RE: XForms Basic and Schema Validation

Hi Mark,

The notion of datatype is orthogonal to simple vs. complex type.

Section 2.2.1.3 of Schema Part 1 is clear in defining the fact that you 
can have a complex type with simple content. 
And you can datatype validate the simple content of a complex type.

>I agree if you were using the term datatype in its proper sense. But
>datatypes are simple types, not complex ones, so I disagree, since it 
sounds
>like you are using it to cover complex types.

I am using datatype in its proper sense, which is also what the spec is 
doing, I believe.
Datatypes are not simple types.  They are descriptions of string 
validations, which can
be used to validate content of both simple and complex types.

>Well...firstly it actually says "XML Schema datatypes" which to me means
>'the datatypes from XML Schema Part 2'. In other words, it doesn't deal 
with
>other types defined by an author.

Sorry, but you are misreading "XML Schema datatypes" as "XML Schema 
built-in datatypes".
If XForms Basic had intended to refer to the built-in datatypes, it should 
have used
that term.  But XML Schema Part 2 is about providing the machinery for 
defining ones own 
datatypes.
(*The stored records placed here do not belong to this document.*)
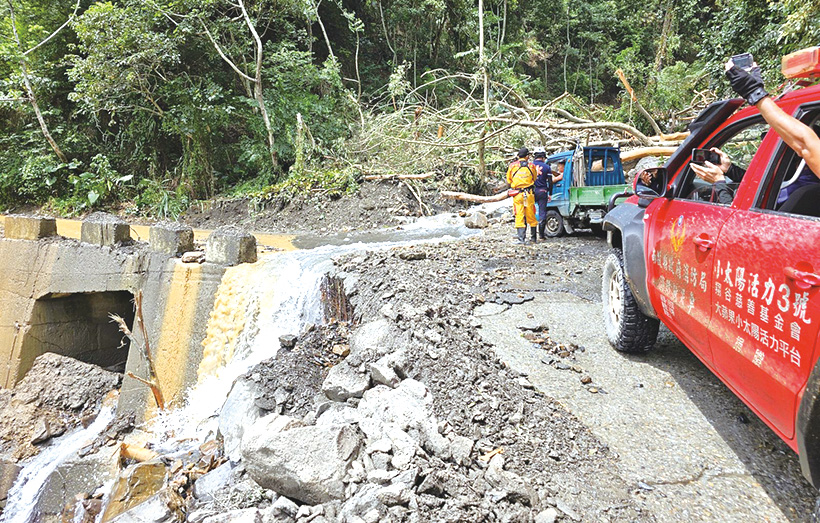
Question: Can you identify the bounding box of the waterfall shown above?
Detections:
[0,405,115,523]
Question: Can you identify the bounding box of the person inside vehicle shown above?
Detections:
[532,147,564,240]
[690,58,820,211]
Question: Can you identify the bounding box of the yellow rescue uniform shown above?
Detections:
[507,160,538,228]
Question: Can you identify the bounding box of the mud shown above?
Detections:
[180,181,463,235]
[0,353,122,462]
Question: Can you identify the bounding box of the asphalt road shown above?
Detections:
[476,292,817,522]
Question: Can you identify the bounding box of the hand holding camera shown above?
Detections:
[726,53,769,105]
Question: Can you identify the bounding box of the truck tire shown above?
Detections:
[544,209,564,238]
[601,249,660,352]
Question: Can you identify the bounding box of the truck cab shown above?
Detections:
[602,48,820,487]
[545,147,628,237]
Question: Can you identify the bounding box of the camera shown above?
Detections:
[732,53,755,71]
[692,149,720,165]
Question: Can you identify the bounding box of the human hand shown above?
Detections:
[689,162,731,183]
[709,147,732,174]
[724,58,769,105]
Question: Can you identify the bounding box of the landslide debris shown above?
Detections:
[0,353,122,462]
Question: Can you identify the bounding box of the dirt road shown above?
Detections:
[476,237,816,522]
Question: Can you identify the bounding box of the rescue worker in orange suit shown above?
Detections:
[507,147,538,243]
[532,147,564,240]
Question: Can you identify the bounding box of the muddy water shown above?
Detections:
[0,215,295,251]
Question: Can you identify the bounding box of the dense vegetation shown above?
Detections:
[0,0,820,216]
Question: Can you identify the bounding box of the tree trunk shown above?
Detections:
[8,0,68,163]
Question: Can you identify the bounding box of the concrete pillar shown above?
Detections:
[148,222,194,256]
[6,214,57,240]
[205,225,256,265]
[80,212,131,247]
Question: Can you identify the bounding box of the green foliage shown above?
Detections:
[135,178,191,220]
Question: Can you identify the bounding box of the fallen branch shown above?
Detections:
[621,147,678,162]
[108,291,165,410]
[441,191,510,203]
[363,172,436,182]
[615,69,663,135]
[120,443,159,461]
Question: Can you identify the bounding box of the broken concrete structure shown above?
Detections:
[0,213,256,417]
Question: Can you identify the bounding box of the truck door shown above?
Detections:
[647,118,768,363]
[710,108,820,439]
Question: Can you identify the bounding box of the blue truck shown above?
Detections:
[545,146,630,238]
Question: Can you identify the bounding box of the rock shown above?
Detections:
[399,250,427,261]
[359,379,449,458]
[484,454,538,506]
[368,358,401,388]
[31,418,66,445]
[376,483,410,507]
[219,378,264,462]
[182,251,205,263]
[0,458,22,506]
[555,499,581,521]
[269,496,299,518]
[535,507,558,523]
[205,225,256,266]
[330,344,350,358]
[148,222,194,256]
[279,334,297,350]
[464,212,490,229]
[518,376,533,389]
[202,508,262,523]
[102,489,177,523]
[473,303,510,318]
[495,292,535,305]
[450,435,474,465]
[322,361,370,401]
[517,319,549,332]
[242,420,362,505]
[80,212,131,247]
[4,214,57,240]
[337,483,386,522]
[194,461,235,503]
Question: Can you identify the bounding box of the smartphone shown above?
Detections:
[732,53,755,71]
[692,149,720,165]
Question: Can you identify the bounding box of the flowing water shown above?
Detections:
[0,405,116,523]
[0,215,484,523]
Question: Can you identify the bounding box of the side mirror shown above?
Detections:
[635,167,669,207]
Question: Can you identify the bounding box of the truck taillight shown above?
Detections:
[780,46,820,78]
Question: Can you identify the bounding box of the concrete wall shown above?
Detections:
[0,217,255,418]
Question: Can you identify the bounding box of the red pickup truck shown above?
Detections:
[602,48,820,487]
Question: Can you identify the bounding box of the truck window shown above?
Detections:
[677,116,769,205]
[755,105,820,217]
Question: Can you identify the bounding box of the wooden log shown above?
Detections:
[364,172,436,182]
[621,147,677,162]
[120,443,159,461]
[441,191,509,203]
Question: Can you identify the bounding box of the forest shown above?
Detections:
[0,0,820,218]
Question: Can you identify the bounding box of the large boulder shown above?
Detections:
[242,422,362,505]
[322,361,370,401]
[358,379,449,458]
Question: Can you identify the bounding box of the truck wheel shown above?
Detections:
[589,223,606,238]
[601,249,660,352]
[544,210,564,238]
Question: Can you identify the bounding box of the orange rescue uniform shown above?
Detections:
[507,160,538,228]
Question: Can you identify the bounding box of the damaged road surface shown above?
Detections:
[476,242,817,522]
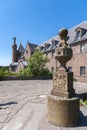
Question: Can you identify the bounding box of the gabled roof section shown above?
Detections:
[41,21,87,48]
[27,42,38,52]
[18,43,24,52]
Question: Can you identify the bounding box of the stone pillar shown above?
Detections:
[47,29,79,127]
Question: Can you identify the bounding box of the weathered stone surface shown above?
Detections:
[47,94,80,127]
[47,29,80,127]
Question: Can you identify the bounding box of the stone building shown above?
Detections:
[10,21,87,82]
[9,37,37,72]
[40,21,87,82]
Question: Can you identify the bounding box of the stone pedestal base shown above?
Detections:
[47,94,80,127]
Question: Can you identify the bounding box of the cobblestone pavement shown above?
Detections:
[0,80,87,130]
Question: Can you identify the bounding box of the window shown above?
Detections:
[80,66,85,75]
[68,66,72,72]
[51,67,54,72]
[80,44,86,52]
[52,52,54,58]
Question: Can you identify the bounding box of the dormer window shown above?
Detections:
[26,50,28,54]
[80,44,86,52]
[74,27,87,41]
[45,43,50,50]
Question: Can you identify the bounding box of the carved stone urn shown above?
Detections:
[47,29,80,127]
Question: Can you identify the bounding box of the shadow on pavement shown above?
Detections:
[79,111,87,127]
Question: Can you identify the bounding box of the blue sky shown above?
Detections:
[0,0,87,66]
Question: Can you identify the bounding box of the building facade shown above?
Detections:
[9,37,37,72]
[9,21,87,82]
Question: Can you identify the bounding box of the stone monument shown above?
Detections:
[47,29,79,127]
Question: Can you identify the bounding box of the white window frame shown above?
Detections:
[80,66,86,76]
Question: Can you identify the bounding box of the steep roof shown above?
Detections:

It then uses that machinery to create a number of built-in 
datatypes.  Note
that the built-in datatypes can be used in complex types that define 
simple content.

So, we are left with the fact that XForms 1.0 was designed to address the 
*main* use 
case for validation, which is user input validation.  That's why the spec 
contains
language associating the type MIP with schema datatype. If anything more 
than that works
for an implementation, it seems to me to be a bit of a bonus for that 
implementation.

John M. Boyer, Ph.D.
Senior Product Architect/Research Scientist
Co-Chair, W3C XForms Working Group
Workplace, Portal and Collaboration Software
IBM Victoria Software Lab
E-Mail: boyerj@ca.ibm.com  http://www.ibm.com/software/

Blog: http://www.ibm.com/developerworks/blogs/page/JohnBoyer





"Mark Birbeck" <mark.birbeck@x-port.net> 
Sent by: www-forms-request@w3.org
05/08/2006 05:33 AM

To
<www-forms@w3.org>
cc

Subject
RE: XForms Basic and Schema Validation







Hi John,

Here's an 'executive summary' of the points that I'll provide explanation
for, inline below:

  One problem with XForms Basic as defined is that it doesn't
  explain how the 'downgrading' of a complex type should take
  place. The second bullet (in XForms Basic) provides for the
  *possibility* of this downgrading by saying that a processor
  "may" choose to only support simple types, but nowhere is it
  explained what it would mean in practice. (And in reply to
  your and Raman's view that the third bullet deals with this,
  I'm afraid it doesn't--it deals with *datatypes*, which are
  simple types.)


>                The sentence says that all Schema datatypes other than 
the
> ones listed are to be treated as string, not all built-in schema
> datatypes.

Well...firstly it actually says "XML Schema datatypes" which to me means
'the datatypes from XML Schema Part 2'. In other words, it doesn't deal 
with
other types defined by an author.

But even if you ignore the "XML Schema" bit, the term used is 'datatype'
which has a very specific meaning; to infer that this sentence suggests 
that
any *complex* type that the author has defined should also be converted to
xs:string, would require you to include 'complex types' within the
definition of 'datatypes' which--as you rightly say in a discussion with
Allan on that very subject-- is incorrect. :)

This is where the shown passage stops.